Crucially, the quality of labour is not just a determinant in the magnitude of investment received but also of the extent to which benefits of new investments can be transferred to the local population. A literate population with good basic skills is more resilient, able to acquire new skills more quickly, and able to take up new types of jobs as some sectors decline and others rise. For Pakistan’s demographic structure, with a burgeoning young labour force, the opportunity to generate high-value jobs from CPEC investments is not one that we can afford to miss.

Yet Pakistan’s labour force suffers from years of underinvestment. The World Bank’s Human Capital Report ranks Pakistan 134th out of 157 countries, the worst performing South Asian country, with a score that is closer to the average for lower income countries than the average for our own group of lower middle income countries. According to the report, a child born in Pakistan today will, on average, reach just 39 percent of her productive potential due to deficiencies in health and education.

Add to this Pakistan’s severe underinvestment in skills. Demand oriented labour training is hard to come by, with government institutions adding negligible value to the employability of their trainees. While private firms invest considerable time and resources in training their own labour, retention issues and lack of enforcement of contracts mean that they are not guaranteed the benefits of using the labour they have trained.
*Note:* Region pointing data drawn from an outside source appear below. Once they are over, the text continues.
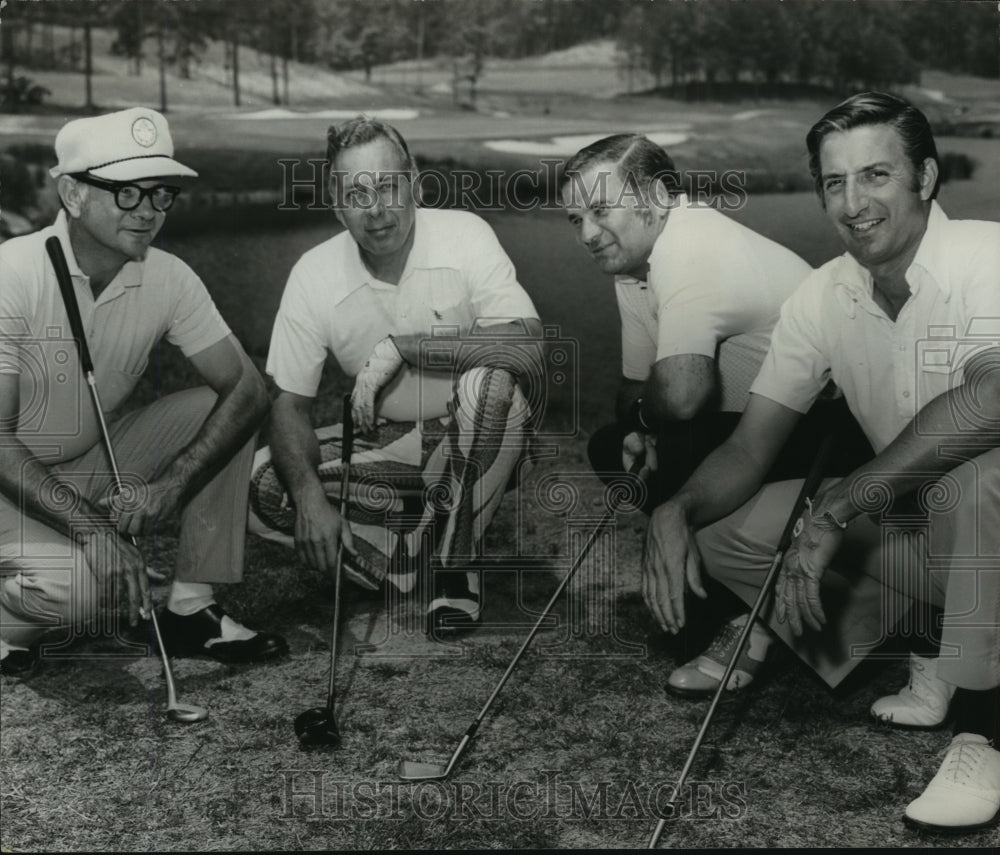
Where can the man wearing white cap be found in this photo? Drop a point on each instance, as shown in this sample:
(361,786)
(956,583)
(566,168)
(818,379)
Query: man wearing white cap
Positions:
(188,452)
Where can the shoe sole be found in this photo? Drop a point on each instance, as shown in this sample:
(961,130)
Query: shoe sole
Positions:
(930,828)
(899,726)
(267,656)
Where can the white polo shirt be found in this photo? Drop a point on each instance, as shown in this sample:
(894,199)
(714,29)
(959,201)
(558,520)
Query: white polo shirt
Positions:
(146,301)
(832,328)
(710,279)
(456,275)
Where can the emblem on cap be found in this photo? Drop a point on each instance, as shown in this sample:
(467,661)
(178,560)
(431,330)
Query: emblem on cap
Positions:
(144,131)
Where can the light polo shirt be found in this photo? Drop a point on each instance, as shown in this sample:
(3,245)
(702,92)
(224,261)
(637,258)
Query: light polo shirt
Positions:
(832,328)
(710,279)
(456,275)
(146,301)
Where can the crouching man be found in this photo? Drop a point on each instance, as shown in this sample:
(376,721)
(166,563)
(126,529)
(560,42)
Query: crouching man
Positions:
(371,296)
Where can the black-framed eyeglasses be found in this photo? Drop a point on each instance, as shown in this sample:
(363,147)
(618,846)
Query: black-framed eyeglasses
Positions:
(128,197)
This acts as a disincentive for investing in training and skill development, increasing the costs of using local labour and leads to lower than optimal private sector training.

The longer-term solution requires deep reforms in education, health, skills and contract enforcement. Yet opportunities from CPEC and Pakistan’s unemployed youth are knocking on the door right. In addition to undertaking reforms with longer-term payoffs, there is an urgent need to kick-start the labour productivity-investment virtuous cycle right away. One short-term solution being proffered is to mandate the employment of some proportion of Pakistani labour. This is dangerous territory and risks becoming counter-productive. In the context of low availability of educated and skilled personnel, this raises the costs to businesses and makes Pakistan a less attractive FDI destination. Private businesses are under no obligation to invest, and can very simply take their business elsewhere.

A more sustainable approach to this predicament is to help firms that train and use local labour. There are several tools for this. Firstly, part-funding the training cost incurred by private businesses is a simple model than has been tried and tested in Punjab, and is ready for scale-up. Potential employers design the training, arrange the instructors and pay part of the costs. Punjab Skills Development Fund picks up the other part of the cost.

Secondly, tax incentives can be conditioned on training labour. Investors are currently offered blanket ten-year tax holidays in Special Economic Zones (SEZs). The same incentive can be made performance based, conditional on investing in skilling local labour. Alternatively, tax breaks can be conditioned on sourcing components from local firms, which also translates, albeit more indirectly, into local employment gains. Outside of the SEZs, labour training expenses should be tax deductible, reducing tax liability for firms that train labour, and helping offset the private cost of training. In a bizarre and rather sharp contrast to this, the current services sales tax regime actually imposes a tax on business trainings, thereby increasing the costs of private training.

Measures such as conditional tax holidays, tax deductible allowances and part-funding training grants that leave the details of the training to the employers, and intervene only to reduce costs are based firmly on harnessing market incentives. They directly address the market failure that plagues the labour market: net social benefits to training labour are higher than the net private benefits to firms. By compensating firms that invest in labour, the government plugs in the gap between private and social benefits. Moreover, it ensures that the training is actually in demand, as it is determined by the employing firm itself – a far better use of funds than pouring money into government institutions that churn out trainees whose skills might exist on paper, but have no credibility with employers.

This simple toolkit can kick start the process of improving the productivity, suitability and cost of local labour, which in turn helps secure greater private investment, and ensures a place for Pakistan’s people in it.